Девочка сказала: он был добр ко мне, он ушел ничего не взяв, даже того, в чем нуждался. Но в кваджле не могло быть никакой доброты, в кваджле, который ради собственной жизни забрал жизнь Роха. Ничто так не просто и человечно, как доброта. Высокорожденный воин, лорд, не унизился до воровства даже при великой нужде. Это не было характерной чертой кваджла, который лгал, убивал и воровал три поколения подряд. Великодушие и щедрость были ему неведомы. Это был не кваджл. Это были манеры самого кайя Роха, более доброго, чем практичного, в жилах которого текла кровь, которую оба они разделили. Это был сам Рох.
— Вейни, — услышал он шепот и с замирающим сердцем повернулся к темной фигуре, даже будучи уверен, что это всего лишь Моргейн. Он немного испугался того, что не заметил ее движения, хотя она и была приемной кайя и двигалась очень тихо, но больше всего его беспокоили те мысли, во время которых она подошла к нему. И то, что он нарушил клятву, в то время как она верила ему. На мгновение он почувствовал, что она изучает его. А затем, пожав плечами, она села у огня.

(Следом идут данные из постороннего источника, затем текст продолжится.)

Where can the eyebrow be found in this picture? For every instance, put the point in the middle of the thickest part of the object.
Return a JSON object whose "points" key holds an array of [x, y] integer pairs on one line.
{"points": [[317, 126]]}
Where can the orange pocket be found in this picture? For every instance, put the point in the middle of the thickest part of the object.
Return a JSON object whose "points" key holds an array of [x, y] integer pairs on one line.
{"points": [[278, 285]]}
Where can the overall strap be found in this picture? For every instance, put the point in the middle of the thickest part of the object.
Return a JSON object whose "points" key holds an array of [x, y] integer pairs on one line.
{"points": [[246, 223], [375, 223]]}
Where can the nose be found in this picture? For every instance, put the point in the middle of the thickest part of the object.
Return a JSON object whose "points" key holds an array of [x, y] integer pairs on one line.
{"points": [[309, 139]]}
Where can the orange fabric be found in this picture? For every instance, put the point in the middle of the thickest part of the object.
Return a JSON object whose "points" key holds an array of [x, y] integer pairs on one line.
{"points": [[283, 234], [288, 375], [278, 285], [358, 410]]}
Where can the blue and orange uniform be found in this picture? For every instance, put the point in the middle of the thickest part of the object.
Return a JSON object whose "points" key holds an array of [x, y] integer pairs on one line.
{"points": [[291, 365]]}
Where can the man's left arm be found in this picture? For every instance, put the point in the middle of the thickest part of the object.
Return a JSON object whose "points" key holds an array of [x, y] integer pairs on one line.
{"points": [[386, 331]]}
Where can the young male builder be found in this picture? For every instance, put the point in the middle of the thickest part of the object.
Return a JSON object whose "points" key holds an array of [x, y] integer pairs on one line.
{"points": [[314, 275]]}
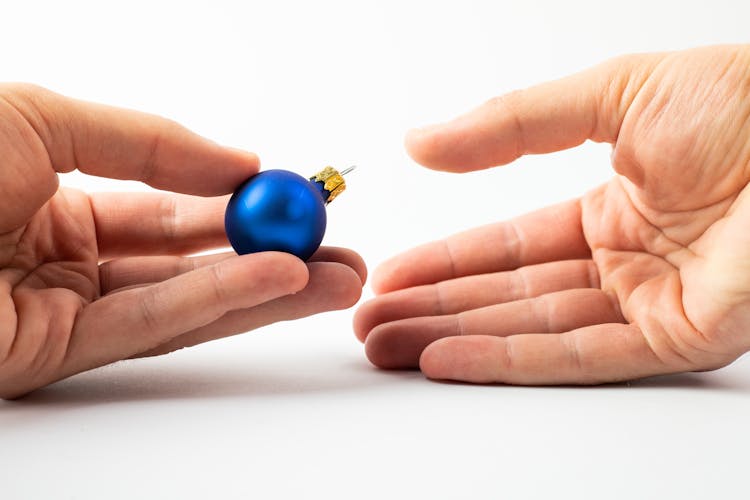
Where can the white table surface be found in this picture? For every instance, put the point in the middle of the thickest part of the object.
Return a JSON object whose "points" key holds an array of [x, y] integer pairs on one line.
{"points": [[295, 410]]}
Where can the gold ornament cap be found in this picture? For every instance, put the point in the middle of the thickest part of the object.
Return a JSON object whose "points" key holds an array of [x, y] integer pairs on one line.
{"points": [[331, 181]]}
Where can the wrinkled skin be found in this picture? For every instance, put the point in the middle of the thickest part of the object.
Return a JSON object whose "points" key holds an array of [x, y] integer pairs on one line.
{"points": [[86, 280], [647, 274]]}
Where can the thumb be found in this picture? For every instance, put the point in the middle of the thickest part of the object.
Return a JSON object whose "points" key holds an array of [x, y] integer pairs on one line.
{"points": [[549, 117]]}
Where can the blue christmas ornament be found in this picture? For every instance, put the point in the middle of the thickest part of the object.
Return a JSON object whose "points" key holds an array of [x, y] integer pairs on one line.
{"points": [[281, 211]]}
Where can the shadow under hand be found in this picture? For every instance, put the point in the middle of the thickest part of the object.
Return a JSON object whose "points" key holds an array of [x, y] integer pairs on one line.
{"points": [[164, 379]]}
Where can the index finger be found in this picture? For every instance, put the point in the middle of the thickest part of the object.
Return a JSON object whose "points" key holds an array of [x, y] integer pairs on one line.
{"points": [[60, 134], [549, 117], [550, 234]]}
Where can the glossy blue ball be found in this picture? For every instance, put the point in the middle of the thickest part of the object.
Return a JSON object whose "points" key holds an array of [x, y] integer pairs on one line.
{"points": [[276, 210]]}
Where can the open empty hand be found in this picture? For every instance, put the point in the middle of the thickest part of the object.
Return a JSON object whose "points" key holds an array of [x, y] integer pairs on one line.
{"points": [[647, 274], [88, 280]]}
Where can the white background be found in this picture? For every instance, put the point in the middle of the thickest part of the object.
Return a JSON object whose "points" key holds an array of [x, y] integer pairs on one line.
{"points": [[295, 410]]}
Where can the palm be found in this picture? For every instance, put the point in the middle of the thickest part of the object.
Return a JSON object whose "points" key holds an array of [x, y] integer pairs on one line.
{"points": [[49, 273], [646, 274], [91, 279], [675, 204]]}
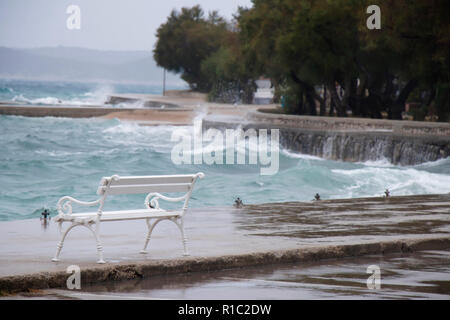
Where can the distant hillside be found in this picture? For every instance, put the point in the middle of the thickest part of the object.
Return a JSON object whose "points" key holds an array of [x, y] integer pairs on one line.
{"points": [[64, 63]]}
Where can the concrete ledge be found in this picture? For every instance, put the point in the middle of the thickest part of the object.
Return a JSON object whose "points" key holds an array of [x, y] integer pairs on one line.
{"points": [[46, 280], [400, 127]]}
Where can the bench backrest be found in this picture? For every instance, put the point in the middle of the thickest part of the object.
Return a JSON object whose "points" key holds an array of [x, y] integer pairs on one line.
{"points": [[146, 184]]}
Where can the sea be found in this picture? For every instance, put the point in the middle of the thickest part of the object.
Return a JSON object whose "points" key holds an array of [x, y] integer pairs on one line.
{"points": [[43, 159]]}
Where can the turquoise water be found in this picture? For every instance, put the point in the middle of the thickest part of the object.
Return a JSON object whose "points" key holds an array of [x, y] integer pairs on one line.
{"points": [[43, 159], [71, 93]]}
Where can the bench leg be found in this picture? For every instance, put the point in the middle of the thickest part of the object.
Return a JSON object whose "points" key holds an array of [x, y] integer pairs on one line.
{"points": [[96, 233], [150, 226], [180, 223], [97, 240], [61, 242]]}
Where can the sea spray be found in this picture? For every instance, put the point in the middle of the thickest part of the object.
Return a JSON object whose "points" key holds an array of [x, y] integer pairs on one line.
{"points": [[43, 159]]}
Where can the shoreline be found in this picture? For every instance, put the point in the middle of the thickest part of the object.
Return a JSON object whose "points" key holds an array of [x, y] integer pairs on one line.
{"points": [[223, 238], [53, 280]]}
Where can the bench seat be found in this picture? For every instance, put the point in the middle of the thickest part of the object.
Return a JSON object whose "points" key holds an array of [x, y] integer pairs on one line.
{"points": [[121, 215]]}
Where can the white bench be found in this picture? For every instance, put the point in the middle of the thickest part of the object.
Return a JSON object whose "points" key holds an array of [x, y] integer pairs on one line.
{"points": [[115, 185]]}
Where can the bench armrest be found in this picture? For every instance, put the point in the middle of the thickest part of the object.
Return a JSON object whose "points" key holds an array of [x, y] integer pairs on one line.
{"points": [[151, 201], [64, 205]]}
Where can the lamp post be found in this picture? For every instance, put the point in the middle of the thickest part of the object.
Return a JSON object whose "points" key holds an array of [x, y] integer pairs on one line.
{"points": [[164, 82]]}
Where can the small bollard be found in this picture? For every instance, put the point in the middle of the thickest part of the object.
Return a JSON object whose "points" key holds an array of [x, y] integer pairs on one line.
{"points": [[238, 203]]}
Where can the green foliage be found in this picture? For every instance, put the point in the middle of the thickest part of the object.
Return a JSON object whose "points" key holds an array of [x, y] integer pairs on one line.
{"points": [[185, 40], [302, 45]]}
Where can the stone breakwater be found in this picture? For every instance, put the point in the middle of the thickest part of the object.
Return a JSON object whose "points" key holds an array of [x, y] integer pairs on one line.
{"points": [[353, 140]]}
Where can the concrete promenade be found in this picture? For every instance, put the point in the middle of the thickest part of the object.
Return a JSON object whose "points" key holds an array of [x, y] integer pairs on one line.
{"points": [[223, 238]]}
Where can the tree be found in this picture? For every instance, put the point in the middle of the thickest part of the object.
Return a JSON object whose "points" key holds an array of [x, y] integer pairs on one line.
{"points": [[187, 39]]}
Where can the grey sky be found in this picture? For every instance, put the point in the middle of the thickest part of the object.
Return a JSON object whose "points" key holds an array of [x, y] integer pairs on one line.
{"points": [[105, 24]]}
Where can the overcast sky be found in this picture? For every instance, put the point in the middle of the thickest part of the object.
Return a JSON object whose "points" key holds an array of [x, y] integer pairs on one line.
{"points": [[105, 24]]}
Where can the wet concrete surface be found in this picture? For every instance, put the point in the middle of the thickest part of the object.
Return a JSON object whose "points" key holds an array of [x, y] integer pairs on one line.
{"points": [[26, 247], [419, 275]]}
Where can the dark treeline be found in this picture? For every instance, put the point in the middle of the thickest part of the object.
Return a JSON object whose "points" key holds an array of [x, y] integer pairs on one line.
{"points": [[319, 54]]}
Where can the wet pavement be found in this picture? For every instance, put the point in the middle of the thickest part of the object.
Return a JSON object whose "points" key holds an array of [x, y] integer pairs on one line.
{"points": [[419, 275], [27, 246]]}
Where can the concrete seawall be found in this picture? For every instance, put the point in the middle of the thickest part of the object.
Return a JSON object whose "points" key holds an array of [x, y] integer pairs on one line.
{"points": [[47, 280], [401, 142]]}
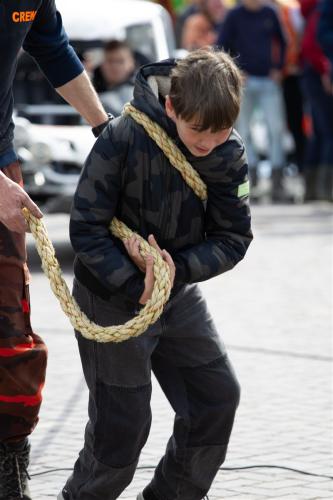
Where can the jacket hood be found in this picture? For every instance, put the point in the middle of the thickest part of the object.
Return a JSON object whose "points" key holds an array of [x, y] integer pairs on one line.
{"points": [[152, 84]]}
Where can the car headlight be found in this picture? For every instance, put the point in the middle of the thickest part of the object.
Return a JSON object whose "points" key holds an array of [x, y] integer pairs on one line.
{"points": [[41, 152], [22, 136]]}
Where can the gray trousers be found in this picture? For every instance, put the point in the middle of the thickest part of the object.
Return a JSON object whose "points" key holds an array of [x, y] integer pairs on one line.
{"points": [[189, 360]]}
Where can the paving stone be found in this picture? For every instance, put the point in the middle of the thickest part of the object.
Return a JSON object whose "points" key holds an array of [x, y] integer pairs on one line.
{"points": [[273, 313]]}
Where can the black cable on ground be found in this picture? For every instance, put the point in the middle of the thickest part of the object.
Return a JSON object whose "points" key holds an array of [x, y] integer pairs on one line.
{"points": [[264, 466]]}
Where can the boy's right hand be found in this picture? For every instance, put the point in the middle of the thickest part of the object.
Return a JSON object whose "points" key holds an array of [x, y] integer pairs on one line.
{"points": [[12, 199], [149, 280]]}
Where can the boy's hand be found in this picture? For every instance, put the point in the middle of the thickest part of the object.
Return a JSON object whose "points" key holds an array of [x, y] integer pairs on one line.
{"points": [[149, 280], [132, 246], [12, 199], [166, 256]]}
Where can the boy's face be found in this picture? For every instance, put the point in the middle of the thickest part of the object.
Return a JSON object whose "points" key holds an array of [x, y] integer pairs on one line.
{"points": [[198, 143]]}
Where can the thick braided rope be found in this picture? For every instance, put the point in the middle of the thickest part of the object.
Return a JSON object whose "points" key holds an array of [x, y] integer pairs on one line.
{"points": [[171, 151], [162, 287]]}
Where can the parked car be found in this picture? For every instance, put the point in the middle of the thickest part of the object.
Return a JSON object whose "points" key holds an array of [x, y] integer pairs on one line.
{"points": [[52, 139]]}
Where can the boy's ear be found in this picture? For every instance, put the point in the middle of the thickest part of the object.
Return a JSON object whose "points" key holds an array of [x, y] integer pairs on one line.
{"points": [[169, 108]]}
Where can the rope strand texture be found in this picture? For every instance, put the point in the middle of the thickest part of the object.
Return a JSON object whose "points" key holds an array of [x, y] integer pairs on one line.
{"points": [[150, 313]]}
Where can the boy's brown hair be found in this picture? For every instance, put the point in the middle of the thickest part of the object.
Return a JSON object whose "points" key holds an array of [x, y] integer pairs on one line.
{"points": [[207, 86]]}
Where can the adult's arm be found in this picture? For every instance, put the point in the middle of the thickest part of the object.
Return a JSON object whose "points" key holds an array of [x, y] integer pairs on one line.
{"points": [[94, 207], [48, 43], [228, 224]]}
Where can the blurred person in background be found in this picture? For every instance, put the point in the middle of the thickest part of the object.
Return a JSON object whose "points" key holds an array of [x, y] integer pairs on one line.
{"points": [[202, 27], [317, 86], [114, 78], [325, 28], [252, 32], [292, 23]]}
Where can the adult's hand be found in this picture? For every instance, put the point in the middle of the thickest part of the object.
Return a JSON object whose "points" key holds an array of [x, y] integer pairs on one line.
{"points": [[12, 199]]}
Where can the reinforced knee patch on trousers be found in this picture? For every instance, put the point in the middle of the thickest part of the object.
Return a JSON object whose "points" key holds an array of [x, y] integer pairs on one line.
{"points": [[123, 419]]}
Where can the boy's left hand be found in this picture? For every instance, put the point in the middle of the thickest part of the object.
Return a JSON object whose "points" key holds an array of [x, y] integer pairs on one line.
{"points": [[132, 246]]}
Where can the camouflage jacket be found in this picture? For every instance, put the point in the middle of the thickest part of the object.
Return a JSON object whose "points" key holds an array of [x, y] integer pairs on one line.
{"points": [[128, 176]]}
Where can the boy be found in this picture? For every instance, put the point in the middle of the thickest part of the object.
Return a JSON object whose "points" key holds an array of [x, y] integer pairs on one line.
{"points": [[196, 100]]}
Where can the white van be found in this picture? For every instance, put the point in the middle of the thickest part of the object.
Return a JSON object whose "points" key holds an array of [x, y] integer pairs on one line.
{"points": [[51, 138]]}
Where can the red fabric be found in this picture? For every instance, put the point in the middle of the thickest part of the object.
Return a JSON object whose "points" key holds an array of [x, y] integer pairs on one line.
{"points": [[311, 51]]}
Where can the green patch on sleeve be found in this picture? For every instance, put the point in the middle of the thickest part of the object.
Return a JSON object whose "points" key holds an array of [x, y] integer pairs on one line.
{"points": [[243, 189]]}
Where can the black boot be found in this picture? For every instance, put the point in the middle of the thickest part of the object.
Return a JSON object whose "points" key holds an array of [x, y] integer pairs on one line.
{"points": [[14, 461], [325, 183], [310, 179], [278, 191]]}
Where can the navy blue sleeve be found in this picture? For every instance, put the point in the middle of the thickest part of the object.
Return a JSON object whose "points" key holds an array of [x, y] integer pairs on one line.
{"points": [[48, 43], [281, 39]]}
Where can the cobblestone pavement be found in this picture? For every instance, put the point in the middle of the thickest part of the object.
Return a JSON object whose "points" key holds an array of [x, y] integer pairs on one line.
{"points": [[273, 312]]}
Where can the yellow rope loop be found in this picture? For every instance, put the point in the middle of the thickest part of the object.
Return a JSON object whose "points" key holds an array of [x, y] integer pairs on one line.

— Мне вовсе не хочется спать, — сказала она.
Страдание и неприязнь — вот что мешало ему разговаривать с ней. Ее глаза встретились с его глазами, вызывая в нем страх. Она была способна к иррациональному. Зная это, он все же оставался с ней и вспоминал: он не единственный, кто шел на это. На ее совести было куда больше крови друзей, чем врагов. Она убивала больше тех, кто разделял с ней хлеб, чем тех, кому желала смерти. Рох был одним из этих последних, кто таким образом пересек ее путь — и он был достоин жалости. Вейни подумал о Рохе и о самом себе и вдруг ощутил как бы огромное расстояние между собой и Моргейн.
Он выкинул Роха из головы.
— Мы отправляемся в путь? — спросил он ее.
Это было рискованно, и он знал это, поскольку в нынешнем настроении Моргейн могла ухватиться за эту мысль. Он видел, что это очень соблазняет ее. Но поскольку это предложение исходило от него, она должна была ответить разумно.
— Мы выезжаем рано утром, — сказала она, — иди, отдыхай.
Он был рад этому прощению, зная ее состояние сейчас, и глаза его болели от усталости. Он взял меч в руки и передал ей, радуясь, что избавляется от него, чувствуя, что ее страдание было как бы сосредоточено в этом мече. Может быть, подумал он, это и мешало ей сейчас спать. Держа меч, она наклонилась к огню, устраиваясь поудобнее.